Kann Teerentferner den Klarlack von Fahrzeugen chemisch angreifen?
Die kurze Antwort lautet: Im Normalfall nein, aber unter bestimmten Bedingungen kann es zu Schäden kommen.
Handelsübliche Teerentferner sind so formuliert, dass sie Bitumen und Teer lösen, den gehärteten Klarlack eines modernen Fahrzeugs jedoch unberührt lassen. Dennoch gibt es wichtige Faktoren, die man beachten muss, um chemische Angriffe oder optische Veränderungen zu vermeiden.
Hier sind die Details:
1. Wie Teerentferner funktioniert
Die meisten Teerentferner basieren auf Lösemitteln (wie aliphatischen Kohlenwasserstoffen oder Orangen-Terpenen). Diese lösen die öligen und klebrigen Bestandteile des Teers auf. Da moderner Autolack (2-Komponenten-Klarlack) chemisch hochgradig vernetzt ist, ist er gegen diese milden Lösemittel für kurze Zeit resistent.
2. Wann es gefährlich werden kann
- Zu lange Einwirkzeit: Wenn der Reiniger auf dem Lack antrocknet, können die Lösemittel in die Poren des Klarlacks eindringen. Dies kann zu einem "Quellen" des Lackes führen, was sich in matten Stellen oder einer weicheren Oberfläche äußert.
- Hitze und Sonneneinstrahlung: Wendest du Teerentferner auf einem aufgeheizten Lack oder in direkter Sonne an, verdunsten die Trägerstoffe zu schnell. Die konzentrierten Wirkstoffe können dann chemisch aggressiver reagieren und Flecken hinterlassen, die sich nur durch Polieren entfernen lassen.
- Frischer Lack (Nachlackierungen): Wenn ein Fahrzeugteil erst vor kurzem nachlackiert wurde, ist der Lack oft noch nicht vollständig "durchgehärtet" (ausgegast). In diesem Stadium ist der Klarlack noch lösungsmittelanfällig und kann stumpf werden oder sich sogar anlösen.
- Empfindliche Kunststoffteile: Oft trifft der Teerentferner auch angrenzende unlackierte Kunststoffe oder Gummidichtungen. Diese sind wesentlich empfindlicher als der Klarlack und können ausbleichen oder spröde werden.
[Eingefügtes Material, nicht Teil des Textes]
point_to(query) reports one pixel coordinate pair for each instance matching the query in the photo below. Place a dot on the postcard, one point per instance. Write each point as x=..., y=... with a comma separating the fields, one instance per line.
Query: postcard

3. Der Unterschied zwischen "echtem" Lack und Smart-Repair
Originale Werkslackierungen sind extrem widerstandsfähig. Bei minderwertigen Sprühdosen-Lackierungen oder billigen "Smart-Repair"-Lösungen kann es vorkommen, dass der Klarlack nicht lösungsmittelbeständig ist und vom Teerentferner schlichtweg angelöst wird.
4. Tipps für eine sichere Anwendung:
- Nicht in der Sonne: Nur auf kühlem Lack und im Schatten anwenden.
- Kurze Einwirkzeit: Den Reiniger nur so lange einwirken lassen, wie nötig (meist 1–2 Minuten), und niemals antrocknen lassen.
- Gründlich abspülen: Nach der Anwendung die Stelle mit einem Autoshampoo waschen, um alle Lösemittelrückstände zu neutralisieren.
- Test an unauffälliger Stelle: Besonders bei älteren Fahrzeugen oder nachlackierten Teilen zuerst an einer verdeckten Stelle testen.
- Schutzschicht erneuern: Teerentferner entfernt auch Wachse und Versiegelungen. Nach der Reinigung sollte die Stelle also neu gewachst werden.
Fazit: Ein hochwertiger Marken-Teerentferner greift einen gesunden, ausgehärteten Klarlack bei korrekter Anwendung nicht chemisch an. Die größte Gefahr geht meist von einer unsachgemäßen Anwendung (Eintrocknen) oder von mechanischen Kratzern aus, wenn man den gelösten Teer mit zu viel Druck abwischt.